1)      A história já é até manjada, mas nunca foi ouvida pela boca dos torcedores: dizem que os jogadores do Liverpool, no Mundial de 1981, achavam que ganhariam fácil do Flamengo. Você que estava no estádio sentiu, realmente, esse ar de superioridade dos ingleses em relação ao time rubro-negro? Chegou a desconfiar que o título não viria?

Moraes: Na realidade o que aconteceu foi o seguinte: os ingleses (aliás, os europeus) não estavam acostumados a ver um time de futebol fazer aquela corrente, que era característica dos times do Brasil e da Argentina. Nunca tinham visto os times se abraçarem, rezarem e lançarem palavras de ordem e incentivo.  Então eles começaram a rir, sem maldade.  Nós (Flamengo) é que estávamos pilhados e com complexo de inferioridade (apesar de que naquela época o Flamengo era considerado o melhor time do mundo), e  levamos pra maldade. Agora um detalhe: na véspera do jogo fomos a um Táxi free em Tokyo (toda a delegação, inclusive alguns jogadores) e os jogadores do Liverpool estavam lá. Tentaram bater papo, foram gentis e achavam que iam ganhar fácil.  Nunca mais vão esquecer aquela partida. Nunca. Com 20 minutos o jogo estava decidido. Nós da torcida que estávamos completamente estressados, nervosos e tensos, não acreditávamos naquilo. Aliás, nem teve jogo. Fizemos 3x0 e tocamos a bola. O título mais fácil da minha vida. Por isso digo sempre nas minhas entrevistas. A maior partida do Flamengo foi o segundo jogo contra o Cobreloa em Montevidéu.

2)      Pouco antes da final da Libertadores, contra o Cobreloa, o Flamengo enfrentou o Botafogo naquele jogo no qual devolveu o 6x0 de 1972. Não sei se você se lembra, mas todo clássico entre eles, a torcida do Botafogo pendurava uma faixa relembrando do tal jogo. Você esteve presente no 6x0 do Flamengo? Não vivi nessa época, mas a impressão que tenho era de uma rivalidade sadia, o que não vejo nos dias de hoje. Você acredita que essa rivalidade, baseada na brincadeira, não tenha mais espaço nos estádios, uma vez que basta as torcidas organizadas se encontrarem para a confusão acontecer?
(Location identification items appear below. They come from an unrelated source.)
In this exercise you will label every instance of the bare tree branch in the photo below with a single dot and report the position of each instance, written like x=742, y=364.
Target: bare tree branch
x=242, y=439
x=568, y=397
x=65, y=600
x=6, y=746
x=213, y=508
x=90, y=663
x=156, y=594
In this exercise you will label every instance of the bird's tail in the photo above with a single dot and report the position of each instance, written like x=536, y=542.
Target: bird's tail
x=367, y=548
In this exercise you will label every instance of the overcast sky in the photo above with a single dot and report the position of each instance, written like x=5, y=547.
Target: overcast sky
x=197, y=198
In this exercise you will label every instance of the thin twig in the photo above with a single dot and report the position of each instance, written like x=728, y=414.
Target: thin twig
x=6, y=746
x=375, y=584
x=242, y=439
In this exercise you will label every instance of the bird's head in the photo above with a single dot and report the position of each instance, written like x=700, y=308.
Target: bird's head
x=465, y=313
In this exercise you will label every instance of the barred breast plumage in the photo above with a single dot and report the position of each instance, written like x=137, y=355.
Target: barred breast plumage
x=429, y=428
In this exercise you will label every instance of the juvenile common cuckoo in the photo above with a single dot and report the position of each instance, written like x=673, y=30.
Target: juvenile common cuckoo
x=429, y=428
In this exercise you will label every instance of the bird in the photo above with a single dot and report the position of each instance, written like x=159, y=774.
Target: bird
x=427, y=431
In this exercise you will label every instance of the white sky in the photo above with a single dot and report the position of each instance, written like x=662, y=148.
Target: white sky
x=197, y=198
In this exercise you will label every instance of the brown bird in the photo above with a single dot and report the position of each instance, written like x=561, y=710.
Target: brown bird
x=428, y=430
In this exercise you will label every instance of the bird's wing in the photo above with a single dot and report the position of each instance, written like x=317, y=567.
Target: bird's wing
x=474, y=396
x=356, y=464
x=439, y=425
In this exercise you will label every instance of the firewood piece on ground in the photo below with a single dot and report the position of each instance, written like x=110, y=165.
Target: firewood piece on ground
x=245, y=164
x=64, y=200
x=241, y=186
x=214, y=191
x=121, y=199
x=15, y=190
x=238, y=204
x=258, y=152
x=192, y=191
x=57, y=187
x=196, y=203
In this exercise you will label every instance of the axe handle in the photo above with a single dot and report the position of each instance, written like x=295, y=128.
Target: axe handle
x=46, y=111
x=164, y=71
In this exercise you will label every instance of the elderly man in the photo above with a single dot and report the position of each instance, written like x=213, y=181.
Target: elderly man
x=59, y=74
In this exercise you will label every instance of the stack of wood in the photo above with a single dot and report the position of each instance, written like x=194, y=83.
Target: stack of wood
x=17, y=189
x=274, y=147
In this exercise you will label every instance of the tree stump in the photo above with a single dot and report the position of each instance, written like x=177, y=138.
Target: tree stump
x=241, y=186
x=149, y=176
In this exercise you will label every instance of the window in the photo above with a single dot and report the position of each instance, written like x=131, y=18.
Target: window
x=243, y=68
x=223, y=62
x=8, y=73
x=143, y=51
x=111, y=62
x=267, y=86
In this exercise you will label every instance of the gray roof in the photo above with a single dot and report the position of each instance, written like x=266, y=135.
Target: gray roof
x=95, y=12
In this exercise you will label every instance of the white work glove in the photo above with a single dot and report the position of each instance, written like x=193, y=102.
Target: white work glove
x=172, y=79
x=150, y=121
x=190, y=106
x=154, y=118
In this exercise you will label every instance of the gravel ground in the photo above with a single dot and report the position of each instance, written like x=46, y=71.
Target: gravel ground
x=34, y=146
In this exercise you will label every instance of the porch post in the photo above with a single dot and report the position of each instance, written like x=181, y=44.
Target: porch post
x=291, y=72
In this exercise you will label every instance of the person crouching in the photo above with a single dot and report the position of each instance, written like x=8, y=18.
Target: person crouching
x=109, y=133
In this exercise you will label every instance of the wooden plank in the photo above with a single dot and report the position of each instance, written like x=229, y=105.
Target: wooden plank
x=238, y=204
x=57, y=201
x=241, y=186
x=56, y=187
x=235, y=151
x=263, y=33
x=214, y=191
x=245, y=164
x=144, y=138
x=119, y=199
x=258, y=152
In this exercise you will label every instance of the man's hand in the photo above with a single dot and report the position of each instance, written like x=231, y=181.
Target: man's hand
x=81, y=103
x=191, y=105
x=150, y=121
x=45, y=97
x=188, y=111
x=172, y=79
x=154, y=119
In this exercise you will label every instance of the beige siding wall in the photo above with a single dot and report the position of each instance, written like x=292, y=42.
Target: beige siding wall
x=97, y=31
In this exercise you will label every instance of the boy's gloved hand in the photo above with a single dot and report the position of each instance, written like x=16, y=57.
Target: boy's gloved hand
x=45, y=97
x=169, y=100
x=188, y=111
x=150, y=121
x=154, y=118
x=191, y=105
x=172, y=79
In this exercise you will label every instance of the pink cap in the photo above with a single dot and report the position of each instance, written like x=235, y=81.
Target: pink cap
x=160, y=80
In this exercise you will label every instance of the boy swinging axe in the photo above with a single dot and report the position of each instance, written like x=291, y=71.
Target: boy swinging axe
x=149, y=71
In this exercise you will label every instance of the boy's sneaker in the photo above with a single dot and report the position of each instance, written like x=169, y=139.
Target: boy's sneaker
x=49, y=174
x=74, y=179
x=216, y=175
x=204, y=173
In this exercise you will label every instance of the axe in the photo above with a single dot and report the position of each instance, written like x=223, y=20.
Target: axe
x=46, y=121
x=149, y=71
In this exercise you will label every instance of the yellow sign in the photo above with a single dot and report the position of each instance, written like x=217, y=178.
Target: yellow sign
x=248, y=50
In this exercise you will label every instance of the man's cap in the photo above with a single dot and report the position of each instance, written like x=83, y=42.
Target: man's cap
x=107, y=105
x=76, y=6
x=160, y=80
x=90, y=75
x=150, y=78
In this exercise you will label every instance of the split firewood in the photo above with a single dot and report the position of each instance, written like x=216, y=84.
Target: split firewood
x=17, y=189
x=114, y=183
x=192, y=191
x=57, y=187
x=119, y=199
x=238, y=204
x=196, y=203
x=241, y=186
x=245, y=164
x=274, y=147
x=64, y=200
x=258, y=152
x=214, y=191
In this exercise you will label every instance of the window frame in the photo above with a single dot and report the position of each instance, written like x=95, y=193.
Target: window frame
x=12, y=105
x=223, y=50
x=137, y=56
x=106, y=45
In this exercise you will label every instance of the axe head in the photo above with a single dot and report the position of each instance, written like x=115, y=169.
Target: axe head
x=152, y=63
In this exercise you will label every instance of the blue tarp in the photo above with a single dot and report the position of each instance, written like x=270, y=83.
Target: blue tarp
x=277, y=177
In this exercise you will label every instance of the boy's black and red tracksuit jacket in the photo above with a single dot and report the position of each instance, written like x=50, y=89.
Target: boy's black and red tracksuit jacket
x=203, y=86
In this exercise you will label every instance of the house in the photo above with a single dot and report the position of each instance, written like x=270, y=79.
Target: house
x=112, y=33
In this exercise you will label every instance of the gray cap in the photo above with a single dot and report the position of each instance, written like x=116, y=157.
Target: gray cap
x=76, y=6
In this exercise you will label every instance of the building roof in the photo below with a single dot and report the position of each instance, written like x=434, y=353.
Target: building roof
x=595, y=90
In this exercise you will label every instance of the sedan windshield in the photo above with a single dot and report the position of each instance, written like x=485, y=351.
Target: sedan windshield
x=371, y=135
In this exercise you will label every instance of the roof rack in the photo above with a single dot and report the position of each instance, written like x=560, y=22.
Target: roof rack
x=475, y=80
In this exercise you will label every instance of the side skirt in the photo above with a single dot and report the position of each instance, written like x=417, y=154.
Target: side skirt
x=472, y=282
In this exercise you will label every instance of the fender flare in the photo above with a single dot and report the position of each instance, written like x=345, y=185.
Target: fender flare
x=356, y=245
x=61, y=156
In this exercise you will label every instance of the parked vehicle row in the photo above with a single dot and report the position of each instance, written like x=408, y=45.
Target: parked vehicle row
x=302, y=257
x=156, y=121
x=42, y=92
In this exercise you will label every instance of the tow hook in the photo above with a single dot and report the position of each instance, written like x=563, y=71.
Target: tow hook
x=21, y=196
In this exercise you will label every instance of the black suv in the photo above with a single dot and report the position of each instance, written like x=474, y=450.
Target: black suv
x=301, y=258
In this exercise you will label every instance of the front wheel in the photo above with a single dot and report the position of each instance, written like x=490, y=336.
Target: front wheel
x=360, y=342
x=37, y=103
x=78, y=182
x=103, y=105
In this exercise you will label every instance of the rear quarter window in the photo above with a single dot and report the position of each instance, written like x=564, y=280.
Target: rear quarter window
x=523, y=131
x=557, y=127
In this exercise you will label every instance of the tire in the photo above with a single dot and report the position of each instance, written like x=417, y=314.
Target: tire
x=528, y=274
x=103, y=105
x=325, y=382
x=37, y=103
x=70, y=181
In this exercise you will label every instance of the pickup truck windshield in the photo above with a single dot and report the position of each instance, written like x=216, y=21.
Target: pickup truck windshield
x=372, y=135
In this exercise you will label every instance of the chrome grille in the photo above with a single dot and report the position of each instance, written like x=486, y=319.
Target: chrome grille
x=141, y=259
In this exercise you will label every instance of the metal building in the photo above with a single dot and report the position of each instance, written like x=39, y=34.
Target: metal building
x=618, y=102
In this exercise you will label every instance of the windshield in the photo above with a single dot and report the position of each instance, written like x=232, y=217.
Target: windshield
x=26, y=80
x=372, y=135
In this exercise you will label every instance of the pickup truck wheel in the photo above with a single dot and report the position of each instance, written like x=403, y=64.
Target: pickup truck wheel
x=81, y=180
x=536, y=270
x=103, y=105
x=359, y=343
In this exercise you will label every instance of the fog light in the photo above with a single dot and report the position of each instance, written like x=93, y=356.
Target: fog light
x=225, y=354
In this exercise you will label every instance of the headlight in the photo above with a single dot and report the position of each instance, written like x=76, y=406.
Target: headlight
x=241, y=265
Moraes: Rafael, vou te responder em duas etapas:  

a) aquela faixa era o maior "calo" da torcida do Flamengo. Da história do Flamengo. Mexia com a gente entendeu? Em todos os lugares, entrevistas, estádios, eles só falavam nos 6x0. Um ano antes tivemos a chance de devolver esse placar. Num jogo à noite metemos 4x0 neles e o time pisou no freio. Era pra meter 8x0. O Zico ficou muito puto. Claro que fui àquele jogo. O Botafogo era melhor que o nosso time, mas nunca imaginaríamos tomar de 6x0.  Eles chutaram 6 bolas a gol. Todas entraram. Caraca, uma das maiores frustrações da minha vida. Tive que ouvir durante anos e anos gozações. E pra piorar eles tinham mais vitórias que nós. Era insuportável. Mas num espaço de 40 dias vivemos a maior glória do Flamengo dos últimos tempos:

08/11/1981: Flamengo 6 x 0 Botafogo - fechamos de vez o caixão da cachorrada, acabando com qualquer resquício de orgulho da parte deles. Agora, nem freguesia, nem goleada, nem nada...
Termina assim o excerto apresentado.